The brain. If the brain is your "engine" for example, then nothing runs without it, right? If this "engine" determines what you see, feel and think then how am I supposed to operate when I don't know who's in charge! It should be me, but how do I know? I wing it. Sometimes this depression is mind disabling! It makes me think I'm losing it and at times it lets me be in control, (rare) but it does. I wish I had an answer, but I don't. No excuses either. This is who I am and I will probably be this way the rest of my life. I don't want to talk to the Dr. about anything. I refuse to be a guinea pig! I've done that gig to many years. I just accept it, and try to lay low. I have absolutely NO motivation. I do it so many times in my head that when the thought of physically doing it, wears me out. Crazy but true. It's the truth! I am on the computer for hours! Why? It's the one place my thoughts don't get to be on high volume. I can still have racing thoughts, but they're not consuming me, the computer is. It's a distraction so I can tune myself out.

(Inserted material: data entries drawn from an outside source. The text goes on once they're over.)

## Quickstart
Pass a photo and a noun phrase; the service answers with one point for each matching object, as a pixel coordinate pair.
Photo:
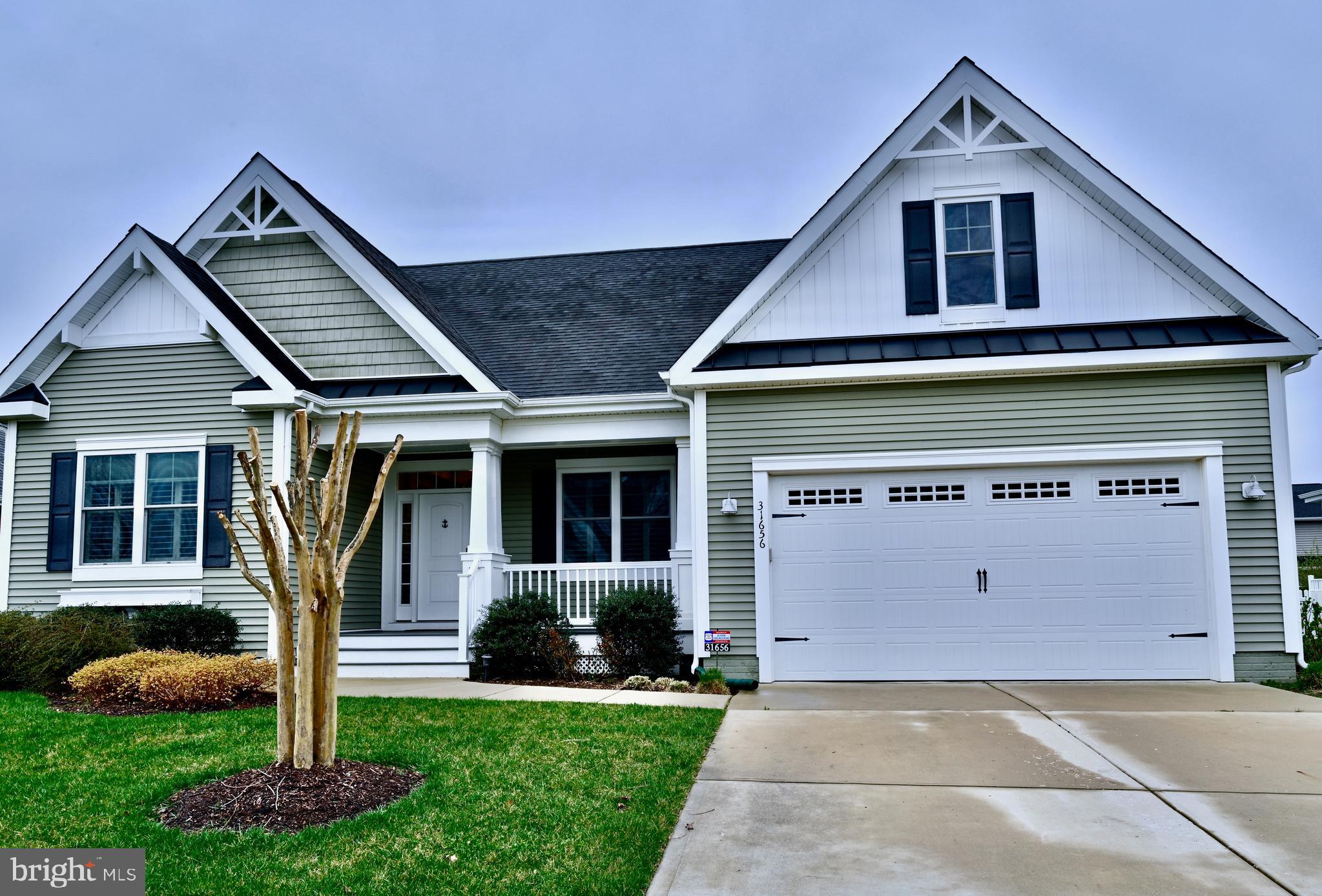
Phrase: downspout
(1286, 372)
(693, 509)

Guilty? Very! I know the kids think I'm not paying attention to them when they talk to me when I'm on the computer. Does it make me feel like a piece of crap? Yes! I know what I feel like I need to do for me and for all of you , but it never gets there. My brain is strong like bull and stubborn like bull too! This I know. I just don't have the magic answers. I'm sorry for the way things are around here. I know it makes you upset to come home and things not be as you want them. I know you hate it when you walk in the door and just shake your head out of frustration because nothing was done. So, I get a F in housekeeping. An F in mothering and well, not an F in mothering maybe a B-. Bottom line is I don't have the answers please don't ask. This is who I am. Plain and simple. Whether I like it or not it's my make-up. So, now you know what was wrong.